Some accuse California of being tax-and-spend, but they could have much lower tax rates if this inequity were remedied. Now if they actually would take advantage of this opportunity is an open question.

On first-order effects, no, but tax revenue that hits one sector too hard might make for an inefficient economy. In fact, one could argue that Prop 13 contributed to the real estate boom and bust in California, causing much housing to be built needlessly due to relatively too-low property taxes.
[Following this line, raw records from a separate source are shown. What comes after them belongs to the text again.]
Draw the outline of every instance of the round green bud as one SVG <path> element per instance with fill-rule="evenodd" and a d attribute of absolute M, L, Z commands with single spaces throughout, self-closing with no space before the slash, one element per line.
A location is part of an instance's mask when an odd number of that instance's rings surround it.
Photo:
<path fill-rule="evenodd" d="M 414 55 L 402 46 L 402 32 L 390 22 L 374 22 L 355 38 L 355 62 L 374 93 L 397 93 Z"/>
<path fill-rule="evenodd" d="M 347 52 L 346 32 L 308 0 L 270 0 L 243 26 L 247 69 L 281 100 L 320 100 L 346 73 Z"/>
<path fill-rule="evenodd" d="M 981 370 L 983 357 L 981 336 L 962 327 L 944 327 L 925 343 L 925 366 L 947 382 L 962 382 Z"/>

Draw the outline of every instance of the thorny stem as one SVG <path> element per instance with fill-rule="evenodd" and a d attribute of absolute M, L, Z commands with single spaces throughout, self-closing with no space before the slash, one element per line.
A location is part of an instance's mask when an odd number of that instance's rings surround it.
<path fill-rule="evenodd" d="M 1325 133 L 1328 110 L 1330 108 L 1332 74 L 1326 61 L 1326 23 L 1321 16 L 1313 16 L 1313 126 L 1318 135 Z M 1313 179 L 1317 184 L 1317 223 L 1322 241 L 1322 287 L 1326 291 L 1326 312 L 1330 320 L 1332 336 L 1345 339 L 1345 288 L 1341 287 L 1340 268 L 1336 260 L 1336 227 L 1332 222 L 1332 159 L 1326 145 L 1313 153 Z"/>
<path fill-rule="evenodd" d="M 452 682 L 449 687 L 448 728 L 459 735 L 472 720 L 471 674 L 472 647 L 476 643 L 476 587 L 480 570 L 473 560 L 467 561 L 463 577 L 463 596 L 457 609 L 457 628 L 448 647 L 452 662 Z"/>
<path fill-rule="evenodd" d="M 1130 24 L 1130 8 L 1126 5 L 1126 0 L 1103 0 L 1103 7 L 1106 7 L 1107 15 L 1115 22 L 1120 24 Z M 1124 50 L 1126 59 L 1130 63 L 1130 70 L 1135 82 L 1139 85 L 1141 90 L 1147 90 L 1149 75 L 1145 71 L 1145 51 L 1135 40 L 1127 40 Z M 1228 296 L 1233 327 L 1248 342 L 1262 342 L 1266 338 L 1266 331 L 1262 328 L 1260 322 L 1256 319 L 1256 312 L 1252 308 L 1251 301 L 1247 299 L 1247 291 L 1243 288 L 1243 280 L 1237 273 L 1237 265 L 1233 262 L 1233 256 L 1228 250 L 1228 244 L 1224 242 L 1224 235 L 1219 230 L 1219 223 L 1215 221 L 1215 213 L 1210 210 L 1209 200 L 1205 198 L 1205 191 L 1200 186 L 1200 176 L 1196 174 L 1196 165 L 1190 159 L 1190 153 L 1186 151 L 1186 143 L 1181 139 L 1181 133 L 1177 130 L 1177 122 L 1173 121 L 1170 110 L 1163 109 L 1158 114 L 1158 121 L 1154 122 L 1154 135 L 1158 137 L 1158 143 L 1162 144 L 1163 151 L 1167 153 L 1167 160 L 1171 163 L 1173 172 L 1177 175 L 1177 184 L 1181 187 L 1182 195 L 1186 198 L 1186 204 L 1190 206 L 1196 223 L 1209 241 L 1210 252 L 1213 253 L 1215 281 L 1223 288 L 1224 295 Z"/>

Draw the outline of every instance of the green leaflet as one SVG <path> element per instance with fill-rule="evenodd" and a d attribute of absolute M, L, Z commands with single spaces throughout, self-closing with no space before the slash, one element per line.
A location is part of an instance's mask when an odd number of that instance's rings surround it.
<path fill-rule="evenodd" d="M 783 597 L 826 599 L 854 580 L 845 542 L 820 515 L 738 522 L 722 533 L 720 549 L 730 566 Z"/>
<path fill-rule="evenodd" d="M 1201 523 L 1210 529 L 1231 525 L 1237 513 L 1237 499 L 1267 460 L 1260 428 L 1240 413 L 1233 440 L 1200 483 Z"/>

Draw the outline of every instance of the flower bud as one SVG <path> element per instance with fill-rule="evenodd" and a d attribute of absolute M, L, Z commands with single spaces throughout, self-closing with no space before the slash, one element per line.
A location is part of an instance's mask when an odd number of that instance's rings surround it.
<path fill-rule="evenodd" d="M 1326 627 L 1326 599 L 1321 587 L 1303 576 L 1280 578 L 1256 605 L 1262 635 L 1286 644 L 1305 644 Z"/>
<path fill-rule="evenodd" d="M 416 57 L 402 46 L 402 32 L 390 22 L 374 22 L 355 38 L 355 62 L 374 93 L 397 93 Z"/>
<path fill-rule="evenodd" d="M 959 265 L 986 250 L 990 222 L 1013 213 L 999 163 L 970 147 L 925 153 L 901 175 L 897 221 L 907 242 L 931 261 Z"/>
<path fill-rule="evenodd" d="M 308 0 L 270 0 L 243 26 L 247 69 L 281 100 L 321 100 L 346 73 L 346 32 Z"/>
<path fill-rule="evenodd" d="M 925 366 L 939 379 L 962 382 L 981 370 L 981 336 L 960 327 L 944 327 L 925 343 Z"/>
In fact, I do think that it contributed to the American bubble, but I am not 100% as to whether California’s economy would be better if taxes were lowered on income and raised on property, but I’m open to the idea of it.

A hostile business climate is the main problem the “Rust Belt” states have. Politics around here has been dominated by Labor Democrats for decades, with the result that it’s extremely difficult to get anyone or anything to come into the area.

Here in Michigan, we’re also starting to see constitutional ammendment power plays by all sorts of special-interest groups. Including the one to require a supermajority to raise taxes. As others have said, it’s way too easy to ammend the state constitution by ballot initiative, and it’s very possible that we might end up in a situation where the only feasible way out is to draw up a new state constitution and abandon the old one.